Jason Huettner

As the World Cup presses on, the Verso Books blog features a critique of the games, recognizing the wave of demonstrations and labor actions that have taken place on the streets of Rio.

The Sao Paulo transportation workers' strike that preceded the opening game, the fierce activist clashes with police, and late May occupations in Rio outside stadiums have marred the tournament and shed light on urban injustices in Brazil. In a country where soccer is consumed with an almost religious fervor, demonstrators have protested the indulgent spending on stadiums, demanded "FIFA standard" wages, schools, and hospitals, and decried the forced evictions of thousands of favelados in Rio. Even Pele, the Brazilian soccer superstar known for his conservatism, criticized spending. Over $11 billion has been invested in infrastructure to support the games while schools and housing projects are underfunded. Morar Carioca, the official government policy of favela "integration" executed in advance of the World Cup and forthcoming Olympic Games, resulted in the violent displacement of some of Rio's poorest. Favela do Metro, the impoverished zone closest to the World Cup stadium, underwent a systematic dismantling starting in 2011.

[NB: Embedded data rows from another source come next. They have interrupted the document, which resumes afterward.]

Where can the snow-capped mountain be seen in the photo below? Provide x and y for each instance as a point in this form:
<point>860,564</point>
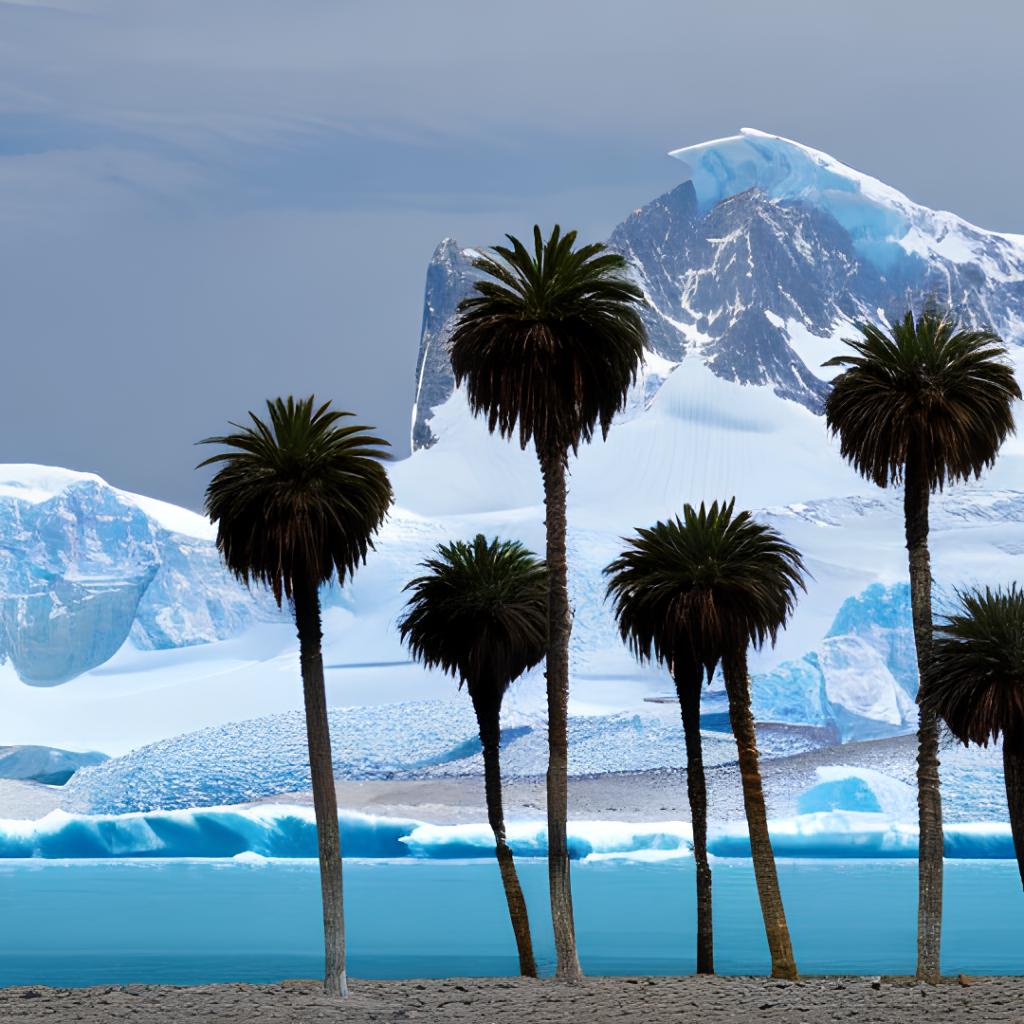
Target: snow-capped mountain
<point>766,251</point>
<point>755,266</point>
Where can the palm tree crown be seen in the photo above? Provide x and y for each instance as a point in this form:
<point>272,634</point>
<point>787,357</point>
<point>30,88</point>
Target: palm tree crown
<point>479,613</point>
<point>977,672</point>
<point>928,385</point>
<point>552,342</point>
<point>691,588</point>
<point>297,499</point>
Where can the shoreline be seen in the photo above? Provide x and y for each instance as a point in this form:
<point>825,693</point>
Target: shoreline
<point>710,998</point>
<point>640,797</point>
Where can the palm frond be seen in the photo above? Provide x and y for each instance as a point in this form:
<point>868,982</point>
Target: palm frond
<point>479,612</point>
<point>976,682</point>
<point>689,589</point>
<point>927,386</point>
<point>298,497</point>
<point>552,342</point>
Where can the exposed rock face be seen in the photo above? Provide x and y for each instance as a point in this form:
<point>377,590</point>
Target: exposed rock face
<point>450,280</point>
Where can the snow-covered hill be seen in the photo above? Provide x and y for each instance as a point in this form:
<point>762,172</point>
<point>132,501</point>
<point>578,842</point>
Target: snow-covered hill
<point>121,628</point>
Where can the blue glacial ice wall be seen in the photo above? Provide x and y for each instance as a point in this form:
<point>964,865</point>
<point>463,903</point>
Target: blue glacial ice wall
<point>281,830</point>
<point>82,570</point>
<point>73,570</point>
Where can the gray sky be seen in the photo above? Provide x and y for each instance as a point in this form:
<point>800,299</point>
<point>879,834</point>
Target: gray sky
<point>207,203</point>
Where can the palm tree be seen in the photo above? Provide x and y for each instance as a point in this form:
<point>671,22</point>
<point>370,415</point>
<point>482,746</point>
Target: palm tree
<point>704,589</point>
<point>976,685</point>
<point>296,502</point>
<point>652,584</point>
<point>480,612</point>
<point>551,345</point>
<point>926,402</point>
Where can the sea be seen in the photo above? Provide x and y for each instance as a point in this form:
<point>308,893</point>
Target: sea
<point>252,919</point>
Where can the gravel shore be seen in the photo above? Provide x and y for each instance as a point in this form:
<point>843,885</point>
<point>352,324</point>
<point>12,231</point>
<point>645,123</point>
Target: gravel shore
<point>495,1000</point>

Like London's "Olympic legacy," the energy behind the games in Brazil at the governmental level is aimed at redevelopment and neoliberal transformation. Justin McGuirk, speaking to the centrality and adaptability of Rio's favelas in Radical Cities: Across Latin America in Search of New Architecture, notes that "the favelas may not be modernism but they are the byproduct of modernity. In their spontaneity, energy and resourcefulness, they represent an aspect of urbanity that is only now coming to be appreciated. And in its varied approaches to tackling urban poverty, Rio has been a laboratory unlike any other in Latin America. Most of those approaches have failed but, in the failures and the successes alike, there are lessons that cities across the developing world could learn." 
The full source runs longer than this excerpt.